Customer-Centric Incident Resolution
Act as the primary point of contact for high-priority technical inquiries and escalations.
Troubleshoot and resolve complex customer-facing issues, applying technical acumen to dissect log files, application traces, and system metrics quickly.
Identify, triage, and address technical problems, ensuring prompt communication and solution delivery.
Automation and Toil Reduction
Build and improve automated workflows through Infrastructure as Code (IaC) frameworks and scripting (e.g., Terraform, Python).
Advocate for and lead automation initiatives across monitoring, deployment processes, configuration management, and repetitive manual tasks – ensuring greater efficiency and reliability.
Collaboration with Development Teams and SRE Evolution
Collaborate with cross-functional engineering teams, sharing insights from monitoring systems, metrics, and customer interactions to contribute to improving system design, architecture, and reliability.
Evangelize and introduce SRE principles, methodologies, and best practices (e.g., High Availability frameworks, service mesh, container orchestration).
Contribute directly to improving logging, reporting, and alerting capabilities within the SaaS platform.

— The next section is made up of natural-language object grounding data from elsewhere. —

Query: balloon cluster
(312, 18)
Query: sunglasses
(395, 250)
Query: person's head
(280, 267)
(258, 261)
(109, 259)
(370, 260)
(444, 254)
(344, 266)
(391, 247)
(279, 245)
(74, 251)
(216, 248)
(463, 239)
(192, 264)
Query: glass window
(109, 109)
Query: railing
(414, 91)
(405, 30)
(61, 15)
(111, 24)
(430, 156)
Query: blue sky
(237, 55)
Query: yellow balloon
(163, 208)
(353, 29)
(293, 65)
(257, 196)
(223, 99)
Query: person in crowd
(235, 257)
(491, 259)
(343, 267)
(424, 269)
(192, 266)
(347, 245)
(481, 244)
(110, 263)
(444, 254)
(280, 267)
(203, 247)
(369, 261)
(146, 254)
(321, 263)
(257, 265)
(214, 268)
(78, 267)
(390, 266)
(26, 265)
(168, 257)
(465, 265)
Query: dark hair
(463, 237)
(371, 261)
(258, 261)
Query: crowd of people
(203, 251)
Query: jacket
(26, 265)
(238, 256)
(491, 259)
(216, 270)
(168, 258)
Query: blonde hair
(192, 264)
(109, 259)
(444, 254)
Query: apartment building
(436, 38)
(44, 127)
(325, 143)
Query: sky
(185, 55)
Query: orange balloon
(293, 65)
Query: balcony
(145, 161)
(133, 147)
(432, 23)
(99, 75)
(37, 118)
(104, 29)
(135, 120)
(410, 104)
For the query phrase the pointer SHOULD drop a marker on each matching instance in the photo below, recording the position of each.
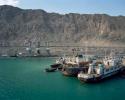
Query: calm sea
(24, 79)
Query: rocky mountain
(19, 25)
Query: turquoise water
(24, 79)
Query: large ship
(98, 71)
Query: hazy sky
(112, 7)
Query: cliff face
(18, 25)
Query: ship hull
(72, 71)
(100, 78)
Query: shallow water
(25, 79)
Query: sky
(111, 7)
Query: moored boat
(74, 65)
(50, 69)
(96, 72)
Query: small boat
(50, 69)
(56, 65)
(96, 72)
(75, 64)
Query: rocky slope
(19, 25)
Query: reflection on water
(24, 79)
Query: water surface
(25, 79)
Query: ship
(108, 67)
(76, 64)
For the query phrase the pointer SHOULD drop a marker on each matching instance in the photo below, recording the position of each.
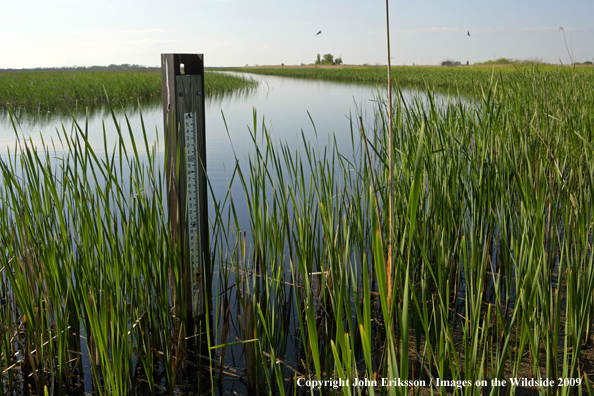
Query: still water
(290, 108)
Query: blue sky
(54, 33)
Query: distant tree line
(328, 60)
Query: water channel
(291, 109)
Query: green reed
(493, 226)
(54, 90)
(87, 255)
(493, 264)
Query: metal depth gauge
(190, 134)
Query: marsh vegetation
(493, 269)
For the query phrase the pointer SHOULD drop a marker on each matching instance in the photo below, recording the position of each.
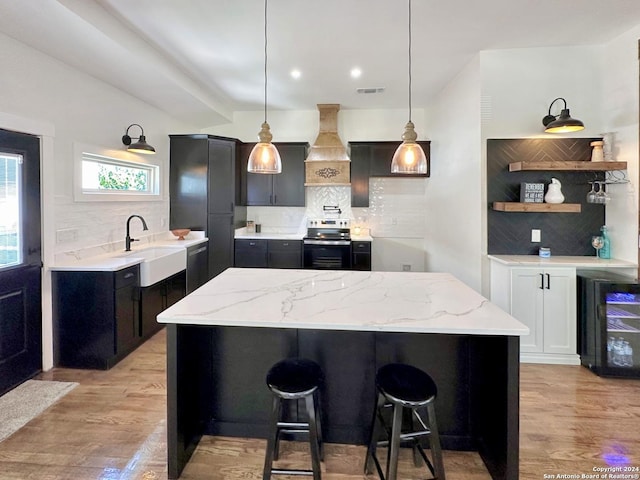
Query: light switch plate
(535, 235)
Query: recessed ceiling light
(370, 90)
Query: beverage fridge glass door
(622, 330)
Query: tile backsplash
(396, 208)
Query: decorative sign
(532, 192)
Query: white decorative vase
(554, 194)
(597, 154)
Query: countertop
(119, 259)
(414, 302)
(242, 234)
(561, 261)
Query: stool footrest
(406, 437)
(287, 471)
(293, 425)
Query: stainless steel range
(327, 244)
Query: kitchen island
(222, 339)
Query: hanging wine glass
(601, 196)
(597, 242)
(591, 196)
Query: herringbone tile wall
(564, 233)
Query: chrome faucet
(128, 239)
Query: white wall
(45, 97)
(454, 208)
(620, 115)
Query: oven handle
(327, 242)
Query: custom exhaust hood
(328, 162)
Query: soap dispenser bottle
(605, 252)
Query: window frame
(19, 158)
(94, 153)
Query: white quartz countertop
(268, 236)
(562, 261)
(342, 300)
(241, 233)
(115, 260)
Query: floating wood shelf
(585, 166)
(537, 207)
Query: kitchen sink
(159, 263)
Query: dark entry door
(20, 259)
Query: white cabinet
(544, 299)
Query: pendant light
(264, 157)
(409, 156)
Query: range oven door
(327, 254)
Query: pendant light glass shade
(409, 157)
(264, 157)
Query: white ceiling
(202, 60)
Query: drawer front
(285, 246)
(126, 277)
(363, 247)
(253, 246)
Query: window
(10, 238)
(108, 175)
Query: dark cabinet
(262, 253)
(373, 159)
(284, 254)
(197, 266)
(206, 193)
(360, 255)
(251, 253)
(283, 190)
(96, 317)
(156, 298)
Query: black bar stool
(404, 389)
(295, 379)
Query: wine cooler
(609, 323)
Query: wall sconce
(562, 123)
(141, 146)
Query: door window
(10, 219)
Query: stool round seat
(406, 385)
(294, 377)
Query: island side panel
(347, 359)
(241, 400)
(495, 402)
(189, 392)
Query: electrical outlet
(535, 235)
(66, 235)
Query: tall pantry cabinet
(205, 192)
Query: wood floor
(113, 426)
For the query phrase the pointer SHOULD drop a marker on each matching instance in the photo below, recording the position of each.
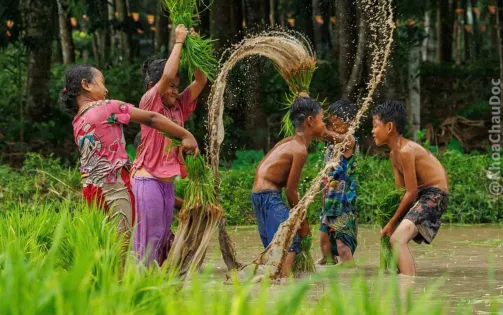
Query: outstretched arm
(171, 67)
(164, 124)
(407, 158)
(292, 187)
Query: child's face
(96, 88)
(336, 124)
(317, 125)
(380, 131)
(171, 95)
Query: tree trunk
(495, 42)
(499, 16)
(256, 123)
(125, 44)
(317, 26)
(414, 83)
(468, 30)
(477, 42)
(37, 16)
(458, 34)
(112, 32)
(65, 33)
(426, 43)
(356, 72)
(346, 34)
(161, 30)
(303, 17)
(445, 22)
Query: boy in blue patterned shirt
(338, 217)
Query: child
(282, 167)
(423, 177)
(338, 218)
(153, 180)
(97, 128)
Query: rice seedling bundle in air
(198, 217)
(298, 77)
(197, 50)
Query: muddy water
(460, 258)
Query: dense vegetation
(44, 181)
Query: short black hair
(302, 108)
(73, 85)
(344, 109)
(152, 70)
(392, 111)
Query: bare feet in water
(323, 261)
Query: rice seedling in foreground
(199, 216)
(67, 262)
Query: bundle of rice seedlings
(298, 77)
(197, 51)
(304, 261)
(198, 217)
(383, 213)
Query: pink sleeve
(149, 99)
(187, 106)
(119, 112)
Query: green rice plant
(37, 278)
(298, 78)
(198, 217)
(197, 50)
(303, 260)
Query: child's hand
(304, 229)
(193, 32)
(181, 33)
(189, 145)
(388, 230)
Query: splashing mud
(289, 52)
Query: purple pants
(155, 202)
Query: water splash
(290, 51)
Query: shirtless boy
(422, 176)
(282, 167)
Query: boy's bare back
(429, 171)
(285, 160)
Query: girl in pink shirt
(97, 128)
(154, 169)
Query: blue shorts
(271, 211)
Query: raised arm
(407, 158)
(292, 184)
(197, 86)
(163, 124)
(171, 67)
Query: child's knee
(343, 250)
(397, 239)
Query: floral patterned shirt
(98, 134)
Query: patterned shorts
(427, 212)
(343, 228)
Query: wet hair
(302, 108)
(392, 111)
(343, 109)
(73, 85)
(152, 70)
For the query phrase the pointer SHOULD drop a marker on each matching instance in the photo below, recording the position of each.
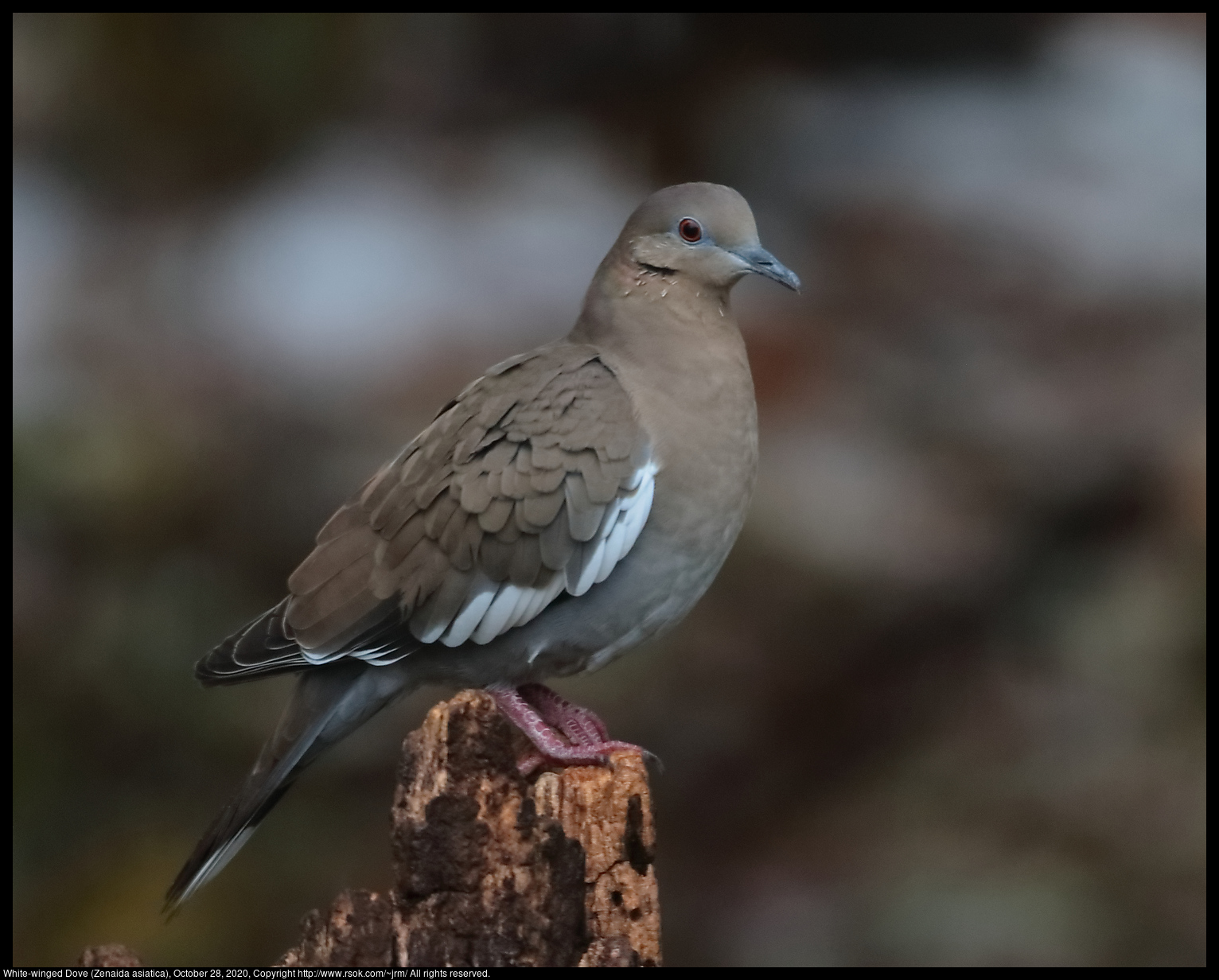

Operational Security & Continuous Improvement
Ensure security awareness across operational tasks by integrating security-as-code and configuration management principles into workflows.
Drive continuous service improvement by analyzing patterns of incidents/service disruptions and strategizing immediate and long-term fixes.
Qualifications
Required
Bachelor’s degree in Computer Science, Information Technology, or a related field, or demonstrable equivalent experience.
Technical Experience:
1-3+ years in a technical support, system administration, or cloud operations role.
Foundational knowledge of public cloud environments (e.g., AWS, Google Cloud, OpenStack).
Proficiency in scripting languages such as Python, Bash, and familiarity with Infrastructure as Code tools (e.g., Terraform).
Solid understanding of web technologies, protocols, and APIs (e.g., HTTP, REST, JSON).
Basic familiarity with networking, databases (e.g., PostgreSQL), and Linux server administration.
Soft Skills:
Strong analytical and problem-solving skills, with comfort in troubleshooting under pressure.
Excellent communication skills, able to collaborate effectively across teams and engage with customers professionally and empathetically.
Preferred
Direct experience with Kubernetes or container orchestration systems.
Knowledge of monitoring tools such as Prometheus, Grafana, or equivalent observability stacks.
Previous exposure to Site Reliability Engineering principles such as SLO management, automated delivery pipelines, or fault-tolerant architectures.
Familiarity with configuration management tools such as Ansible, Chef, or Puppet.
What Success Looks Like
The successful candidate will embody SRE fundamental principles and demonstrate:
System Reliability Expertise: Navigate, maintain, and scale SaaS applications by identifying optimal fixes to complex issues in production systems.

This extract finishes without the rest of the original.